Packed with plant protein and fibre, lentils curb hunger and help your gut microbiome to thrive.” Angela Dowden, author of The Anti-Inflammatory Recipe Book

1 tablespoon olive oil

1 large red onion, thinly sliced

50 g (2 oz) fresh root ginger, peeled and chopped

4 garlic cloves, thinly sliced

125 g (4 oz) green lentils, rinsed

100 g (3½ oz) red lentils, rinsed

½ teaspoon ground cinnamon

400 g (13 oz) tomatoes, roughly chopped, or 400 g (13 oz) can chopped tomatoes

350 ml (12 fl oz) water or vegetable stock

2 teaspoons nigella seeds

Salt and pepper

Parsley, to garnish

To serve

Lemon wedges

Wholemeal flatbreads (optional)

Heat the oil in a large, heavy-based saucepan over a medium-low heat, add the onion, ginger and garlic and cook gently for 10 minutes until softened but not coloured.

Stir in the lentils and cinnamon. Add the tomatoes and measured water or stock. Season with salt and pepper and bring to the boil. Reduce the heat, cover and leave to simmer gently for 30–35 minutes or until the lentils are tender and the liquid has been absorbed.

Spoon the lentils into bowls, sprinkle with the nigella seeds and garnish with parsley leaves.

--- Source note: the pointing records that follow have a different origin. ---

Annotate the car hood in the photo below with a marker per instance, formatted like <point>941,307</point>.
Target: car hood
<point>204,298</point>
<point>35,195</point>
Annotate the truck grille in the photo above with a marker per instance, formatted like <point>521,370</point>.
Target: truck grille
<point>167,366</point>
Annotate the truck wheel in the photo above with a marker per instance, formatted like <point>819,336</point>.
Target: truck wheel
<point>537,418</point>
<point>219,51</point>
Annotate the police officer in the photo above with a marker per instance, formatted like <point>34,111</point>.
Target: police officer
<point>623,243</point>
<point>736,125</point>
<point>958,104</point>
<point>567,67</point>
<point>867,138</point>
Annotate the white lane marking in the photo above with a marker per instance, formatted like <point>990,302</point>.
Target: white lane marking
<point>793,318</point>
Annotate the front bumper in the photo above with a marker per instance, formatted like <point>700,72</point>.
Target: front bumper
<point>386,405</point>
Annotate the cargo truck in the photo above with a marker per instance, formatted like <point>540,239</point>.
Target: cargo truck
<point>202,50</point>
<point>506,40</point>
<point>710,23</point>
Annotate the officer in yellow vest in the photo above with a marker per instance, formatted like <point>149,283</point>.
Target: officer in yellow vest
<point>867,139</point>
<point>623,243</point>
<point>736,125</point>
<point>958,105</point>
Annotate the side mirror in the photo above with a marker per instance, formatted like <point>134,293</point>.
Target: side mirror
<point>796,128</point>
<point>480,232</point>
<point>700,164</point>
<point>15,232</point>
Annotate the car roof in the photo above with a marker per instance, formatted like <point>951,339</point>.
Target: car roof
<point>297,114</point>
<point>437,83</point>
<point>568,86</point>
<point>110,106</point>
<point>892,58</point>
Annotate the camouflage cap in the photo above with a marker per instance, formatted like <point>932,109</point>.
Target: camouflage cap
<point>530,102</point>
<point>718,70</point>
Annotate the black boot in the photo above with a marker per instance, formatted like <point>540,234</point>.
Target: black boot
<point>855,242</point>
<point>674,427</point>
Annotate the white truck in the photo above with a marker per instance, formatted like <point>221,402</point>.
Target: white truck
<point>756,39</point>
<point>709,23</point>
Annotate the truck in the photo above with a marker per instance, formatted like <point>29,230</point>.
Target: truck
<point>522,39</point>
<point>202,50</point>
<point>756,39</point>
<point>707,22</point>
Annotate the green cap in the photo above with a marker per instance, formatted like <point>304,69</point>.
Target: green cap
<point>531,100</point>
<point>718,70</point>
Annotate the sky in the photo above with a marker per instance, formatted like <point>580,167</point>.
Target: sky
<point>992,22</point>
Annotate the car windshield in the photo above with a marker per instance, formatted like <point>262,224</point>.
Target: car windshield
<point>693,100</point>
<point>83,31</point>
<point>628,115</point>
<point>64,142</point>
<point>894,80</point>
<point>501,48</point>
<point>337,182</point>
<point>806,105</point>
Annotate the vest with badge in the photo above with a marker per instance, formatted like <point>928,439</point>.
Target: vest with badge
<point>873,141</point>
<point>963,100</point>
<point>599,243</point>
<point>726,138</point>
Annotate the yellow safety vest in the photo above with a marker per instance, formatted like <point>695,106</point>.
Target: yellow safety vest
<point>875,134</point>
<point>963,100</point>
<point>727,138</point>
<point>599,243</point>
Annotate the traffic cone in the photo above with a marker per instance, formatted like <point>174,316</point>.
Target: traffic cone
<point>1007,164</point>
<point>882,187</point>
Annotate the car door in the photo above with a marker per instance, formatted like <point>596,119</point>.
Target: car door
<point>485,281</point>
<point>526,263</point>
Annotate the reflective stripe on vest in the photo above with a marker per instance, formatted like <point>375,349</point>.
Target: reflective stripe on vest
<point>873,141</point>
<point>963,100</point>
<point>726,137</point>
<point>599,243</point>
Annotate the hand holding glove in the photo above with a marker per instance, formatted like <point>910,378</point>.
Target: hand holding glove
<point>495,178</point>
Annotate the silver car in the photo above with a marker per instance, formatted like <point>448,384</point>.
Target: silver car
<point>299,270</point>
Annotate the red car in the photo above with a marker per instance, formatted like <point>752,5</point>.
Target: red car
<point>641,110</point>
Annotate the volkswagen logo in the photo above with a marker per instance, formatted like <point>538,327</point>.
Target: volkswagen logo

Serve warm with lemon wedges and toasted wholemeal flatbreads, if liked.

For no-cook lentil, tomato & onion salad

Rinse and drain a 250 g (8 oz) pack cooked lentils. Place in a bowl and mix with ½ finely chopped red onion, 4 chopped tomatoes, 1 small crushed garlic clove, a 1 cm (½ inch) piece of peeled and finely grated fresh root ginger and 2 tablespoons chopped parsley. Make a dressing with 1 tablespoon olive oil, 2 tablespoons lemon juice, pinch of ground cinnamon, pinch of ground paprika and some salt and pepper. Toss the lentil salad in the dressing and serve, garnished, as above.